Section 8 qualifications are not something the ordinary Virginia resident contemplates until it is needed. This can leave you wondering what your next steps should be or wondering if you even meet the basic requirements. However, the Department of Housing and Urban Development (HUD) has been around for a very long time and the Section 8 requirements and applications have been streamlined to make the process quicker for applicants. However, before filling out the application, it is a good idea to figure out if you might be eligible for the program.

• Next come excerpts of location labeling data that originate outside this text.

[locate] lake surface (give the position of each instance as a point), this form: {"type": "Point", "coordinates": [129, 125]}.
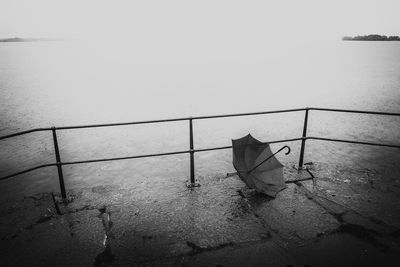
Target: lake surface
{"type": "Point", "coordinates": [71, 83]}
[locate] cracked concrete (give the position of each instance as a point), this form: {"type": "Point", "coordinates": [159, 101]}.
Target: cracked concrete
{"type": "Point", "coordinates": [339, 219]}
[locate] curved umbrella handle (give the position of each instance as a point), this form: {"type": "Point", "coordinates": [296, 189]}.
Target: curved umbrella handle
{"type": "Point", "coordinates": [288, 147]}
{"type": "Point", "coordinates": [282, 148]}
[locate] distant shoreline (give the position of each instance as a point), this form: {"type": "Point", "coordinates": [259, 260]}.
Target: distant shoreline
{"type": "Point", "coordinates": [371, 37]}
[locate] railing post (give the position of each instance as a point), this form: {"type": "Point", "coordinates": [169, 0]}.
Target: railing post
{"type": "Point", "coordinates": [303, 141]}
{"type": "Point", "coordinates": [192, 179]}
{"type": "Point", "coordinates": [58, 162]}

Virginia has strict Section 8 income limits that must be met in order to qualify. Other Section 8 eligibility criteria is based on the number of people in your household, residency in the state and whether you are a U.S. citizen or legal permanent resident. Additionally, qualifying incomes can vary from one part of the state to the next. This is because Section 8 eligibility is based on the median income of those living in your area and how far below this your income falls. The following information can help guide you in making your own determination of eligibility before applying for Section 8.
Most states, when determining Section 8 housing eligibility, abide by the definition of a family as determined by the HUD. A family can be a single person or a group of people who live together and can include children, the elderly, the disabled, a displaced persons or a child who is temporarily living in foster care away from the home. Basically, any group of people who present themselves as one unit for the purpose of assistance and who will be living together can be considered a family. Exclusions are made for home health aides and temporary foster children who are staying with the family a short while. Adopted children are counted as part of the family.

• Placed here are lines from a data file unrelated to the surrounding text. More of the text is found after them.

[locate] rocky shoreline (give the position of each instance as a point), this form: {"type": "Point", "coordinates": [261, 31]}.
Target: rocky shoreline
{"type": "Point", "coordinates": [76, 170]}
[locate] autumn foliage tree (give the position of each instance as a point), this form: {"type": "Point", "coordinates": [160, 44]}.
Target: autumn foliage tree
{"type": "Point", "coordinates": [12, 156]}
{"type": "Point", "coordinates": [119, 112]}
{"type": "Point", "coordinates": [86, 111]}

Many first time applicants ask, “Do I qualify for low income housing if both of us have jobs?” The answer is dependent on where in Virginia you live and how much you make. Each county has its own salary ranges that can qualify an applicant as low income, very low income or extra low income. These designations are based on how far below the median salary your combined household is. To get a precise breakdown of these income limits in your area simply locate your public housing authority (PHA) office. Most post these numbers directly on their website. The numbers you see there indicate the maximum income that is allowable for a family to have and still meet Section 8 housing eligibility for their area.

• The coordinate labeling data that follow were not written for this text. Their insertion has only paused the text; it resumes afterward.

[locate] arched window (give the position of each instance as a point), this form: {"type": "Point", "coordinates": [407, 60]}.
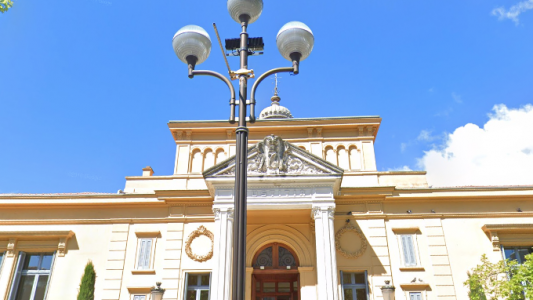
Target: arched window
{"type": "Point", "coordinates": [355, 158]}
{"type": "Point", "coordinates": [330, 155]}
{"type": "Point", "coordinates": [220, 155]}
{"type": "Point", "coordinates": [275, 256]}
{"type": "Point", "coordinates": [209, 159]}
{"type": "Point", "coordinates": [197, 160]}
{"type": "Point", "coordinates": [342, 156]}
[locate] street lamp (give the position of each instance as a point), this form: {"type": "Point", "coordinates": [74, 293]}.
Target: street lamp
{"type": "Point", "coordinates": [157, 292]}
{"type": "Point", "coordinates": [192, 46]}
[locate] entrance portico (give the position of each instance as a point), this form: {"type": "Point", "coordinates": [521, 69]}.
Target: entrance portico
{"type": "Point", "coordinates": [281, 178]}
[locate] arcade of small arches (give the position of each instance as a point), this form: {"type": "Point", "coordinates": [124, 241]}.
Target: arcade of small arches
{"type": "Point", "coordinates": [206, 158]}
{"type": "Point", "coordinates": [347, 157]}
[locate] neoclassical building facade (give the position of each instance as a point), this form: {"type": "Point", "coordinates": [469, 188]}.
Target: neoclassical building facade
{"type": "Point", "coordinates": [323, 222]}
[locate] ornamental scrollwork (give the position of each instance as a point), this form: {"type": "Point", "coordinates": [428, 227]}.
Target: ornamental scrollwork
{"type": "Point", "coordinates": [348, 227]}
{"type": "Point", "coordinates": [197, 233]}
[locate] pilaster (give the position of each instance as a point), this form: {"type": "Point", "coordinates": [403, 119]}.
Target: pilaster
{"type": "Point", "coordinates": [221, 280]}
{"type": "Point", "coordinates": [325, 252]}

To give you an idea of the numbers, the Virginia state median income level for a family of four is $84,700. You would have to make 30 percent of that (approximately $24,410) to be considered extremely-low income, 50 percent of that ($42,350) to be considered very-low income and 80 percent of that ($67,760) to be considered low income. Keep in mind, however that Section 8 income requirements will be adjusted further by county, so while these figures can give you an idea of the designations and income limits, they may be quite different in your own area.
HUD housing requirements for Section 8 in Virginia stipulate you have to have established residency in the state. You will be asked to prove this and can do so by providing a utility bill with your name and address on it, a driver’s license, or other identifying material that shows a local state address. You must also prove you are a U.S. citizen or have legal immigrant status. Usually the PHA will accept a Social Security number as proof of this, a birth certificate or alien registration papers. If you have applied for a green card but have not received it yet, you can show the application papers or temporary ID issued. For purposes of becoming eligible for Section 8 only one person, the person applying, has to be a legal citizen.
You can learn how to qualify for Section 8 housing by directly speaking with an agent at the local PHA, but under some circumstances you may feel uncomfortable, or are unable to do so. Some applicants qualify for Section 8 in every way but will be ultimately denied benefits for other reasons. Some of those reasons can include a negative background check. Background checks are mandatory for those whose names are selected by lottery to go onto the upper portions of the waitlist.
If a background check shows a negative history of payments, including late payments or defaults, especially to other public housing (in VA or other states), then you will be denied benefits. Additionally, Section 8 qualifications require those living in your household to have a background of safe behavior. If you or someone in your family has a criminal record it will not immediately disqualify you, and is reviewed on a case by case basis. Be prepared to show the PHA officer all papers relating to the incarceration or arrest. If the criminal conviction was of a serious nature, then you will be denied benefits.
Many who would like to meet Section 8 eligibility rules worry that a criminal past will automatically disqualify them. However, unless the crime involved murder, manufacture of Class A drugs, or a violent sexual offense, then the PHA officer can still review the application. Each case is evaluated individually and if the crime was in the distant past and there were no further incidents with the law, the chances are very good that the application will be accepted (if all other criteria are met).
Waiting lists for Section 8 qualifications are by lottery, meaning that even if you qualify, you may be placed very far down on the waitlist, or not at all. In Virginia, the Section 8 program is not a first come first served assistance program. Certain districts in the Commonwealth give preferential placement to individuals in varying and dire circumstances, but this is left up to the discretion of each individual PHA.